Putting aside reading lists and voting recommendations, I would like to address the next segment of Badnarik’s recommendations. The conviction of Bernard von NotHaus for counterfeiting Federal Reserve Notes (FRNs) happened because he called his privately issued currency, “Liberty Dollars,” whose explicit purpose was to compete with FRNs; thankfully, the same has not occurred to Bitcoin as of yet, largely because Satoshi Nakamoto is an alias for an unidentified individual (or, perhaps, that secret behind closed doors meeting that the Bitcoin Foundation had with the Federal Reserve and many other Administrative Agencies may have something to do with why the feds have only shut down Silk Road, yet have not apprehended Nakamoto himself).
To round out my critique of Badnarik’s suggestions, I’ll proceed next to his advocation of jury nullification. I intend to write a dedicated article, separate from this book review, examining this dissident technique in more detail, but I will remind everyone that it is true that it is deontologically sound, as Lysander Spooner explained in his essay on the subject, although even he said that the method does not work anymore; since presumably Badnarik knows Spooner said that, why would he (or FIJA, for that matter) push for more people to use jury nullification? In light of The Free State Project Censorship Debacle, I think it is a terrible idea for any libertarian or constitutionalist to sign the FSP’s “Statement of Intent,” period. Regarding secession, it would necessarily require a people’s war to even have a chance of being pulled off at all, much less successfully; if you don’t believe me in this regard, I would suggest that you compare and contrast the Texas Revolution with the War Between the States and then tell me how those different secession efforts could have been pulled off completely peacefully by their opponents; if not, then any notion of a “peaceful secession” is bullshit, plain and simple.

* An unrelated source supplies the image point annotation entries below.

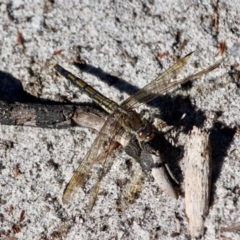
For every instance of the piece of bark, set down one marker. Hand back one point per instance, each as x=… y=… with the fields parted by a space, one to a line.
x=198 y=174
x=232 y=228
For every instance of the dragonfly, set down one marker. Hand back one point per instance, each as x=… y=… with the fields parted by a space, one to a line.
x=125 y=117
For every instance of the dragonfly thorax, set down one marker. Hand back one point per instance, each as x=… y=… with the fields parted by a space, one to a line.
x=133 y=123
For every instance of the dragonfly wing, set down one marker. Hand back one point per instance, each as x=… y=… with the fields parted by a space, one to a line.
x=150 y=91
x=89 y=160
x=165 y=83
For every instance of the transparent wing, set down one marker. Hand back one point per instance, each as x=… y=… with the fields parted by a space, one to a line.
x=164 y=83
x=96 y=154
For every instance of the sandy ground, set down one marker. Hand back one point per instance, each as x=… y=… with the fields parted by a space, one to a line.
x=134 y=41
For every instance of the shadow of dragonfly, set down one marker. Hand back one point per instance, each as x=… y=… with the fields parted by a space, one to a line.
x=123 y=124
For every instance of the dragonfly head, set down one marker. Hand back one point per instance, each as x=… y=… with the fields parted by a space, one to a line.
x=145 y=133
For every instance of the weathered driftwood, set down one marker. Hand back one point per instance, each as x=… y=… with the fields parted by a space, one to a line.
x=64 y=116
x=198 y=174
x=231 y=228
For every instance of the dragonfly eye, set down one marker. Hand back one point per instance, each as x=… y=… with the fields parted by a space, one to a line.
x=145 y=134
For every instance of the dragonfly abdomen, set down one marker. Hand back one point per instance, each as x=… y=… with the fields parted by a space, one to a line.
x=108 y=105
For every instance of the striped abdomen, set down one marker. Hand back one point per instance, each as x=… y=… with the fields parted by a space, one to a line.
x=104 y=102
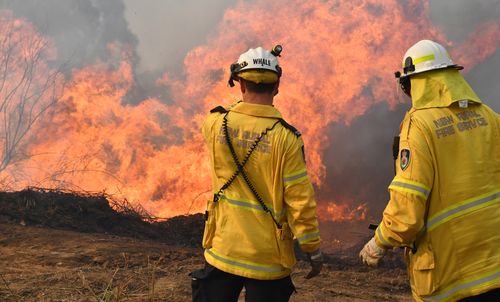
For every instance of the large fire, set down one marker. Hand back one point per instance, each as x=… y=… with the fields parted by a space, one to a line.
x=338 y=61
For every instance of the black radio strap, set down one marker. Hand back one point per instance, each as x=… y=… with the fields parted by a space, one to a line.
x=241 y=164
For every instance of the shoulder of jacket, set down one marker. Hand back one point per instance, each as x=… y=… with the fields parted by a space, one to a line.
x=290 y=127
x=218 y=109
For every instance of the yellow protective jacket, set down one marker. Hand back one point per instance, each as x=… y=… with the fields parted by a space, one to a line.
x=240 y=237
x=445 y=197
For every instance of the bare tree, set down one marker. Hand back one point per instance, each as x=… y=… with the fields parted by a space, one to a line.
x=28 y=85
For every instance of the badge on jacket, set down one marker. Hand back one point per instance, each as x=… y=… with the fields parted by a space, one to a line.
x=404 y=159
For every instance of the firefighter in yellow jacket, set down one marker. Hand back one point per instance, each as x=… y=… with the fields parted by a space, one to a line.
x=445 y=198
x=263 y=198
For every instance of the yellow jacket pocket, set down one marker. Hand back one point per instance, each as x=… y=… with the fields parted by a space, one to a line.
x=284 y=237
x=209 y=232
x=422 y=271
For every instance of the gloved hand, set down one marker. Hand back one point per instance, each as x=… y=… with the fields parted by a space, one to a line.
x=316 y=260
x=371 y=253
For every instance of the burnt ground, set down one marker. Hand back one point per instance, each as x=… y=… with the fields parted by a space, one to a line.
x=57 y=246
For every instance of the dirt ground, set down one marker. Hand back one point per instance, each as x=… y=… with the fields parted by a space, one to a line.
x=44 y=264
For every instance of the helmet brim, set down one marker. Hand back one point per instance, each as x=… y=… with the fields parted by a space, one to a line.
x=455 y=66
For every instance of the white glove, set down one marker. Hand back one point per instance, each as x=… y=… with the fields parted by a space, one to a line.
x=371 y=253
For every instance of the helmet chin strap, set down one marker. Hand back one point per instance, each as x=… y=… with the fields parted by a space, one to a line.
x=404 y=83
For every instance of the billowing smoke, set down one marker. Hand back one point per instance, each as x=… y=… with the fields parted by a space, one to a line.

Michael Badnarik’s Good to be King: The Foundation of Our Constitutional Freedom is the product of what used to be his many revised editions of the manual he used for his constitutional classes. Although I will admit he was a delight to watch during the 2004 LP presidential debates, Badnarik, like Andrew Napolitano, utterly refuses to mention Ashwander v. TVA, the 14th Amendment, or the Administrative Agencies, much less any of the 50 state constitutions (not even Texas!). He’d rather you’d watch The Money Masters or Waco – The Rules of Engagement rather than try and understand the nature of the adhesion contracts we seem to be bound by, at least, according to the government. This book seems to be a rather incomplete primer on the Constitution, which itself serves as little else than a vehicle for Badnarik to peddle libertarianism (which, don’t get me wrong, I’m all for, I’d just wish he was more upfront about it, is all). I’m a bit hesitant about whether I’ll review the sequel Secret to Sovereignty, not because the title is off-putting (which it is to me, anyway), but because I’d have to actually get an ounce of silver first with which to pay him for a copy since Badnarik refuses to accept FRNs for it.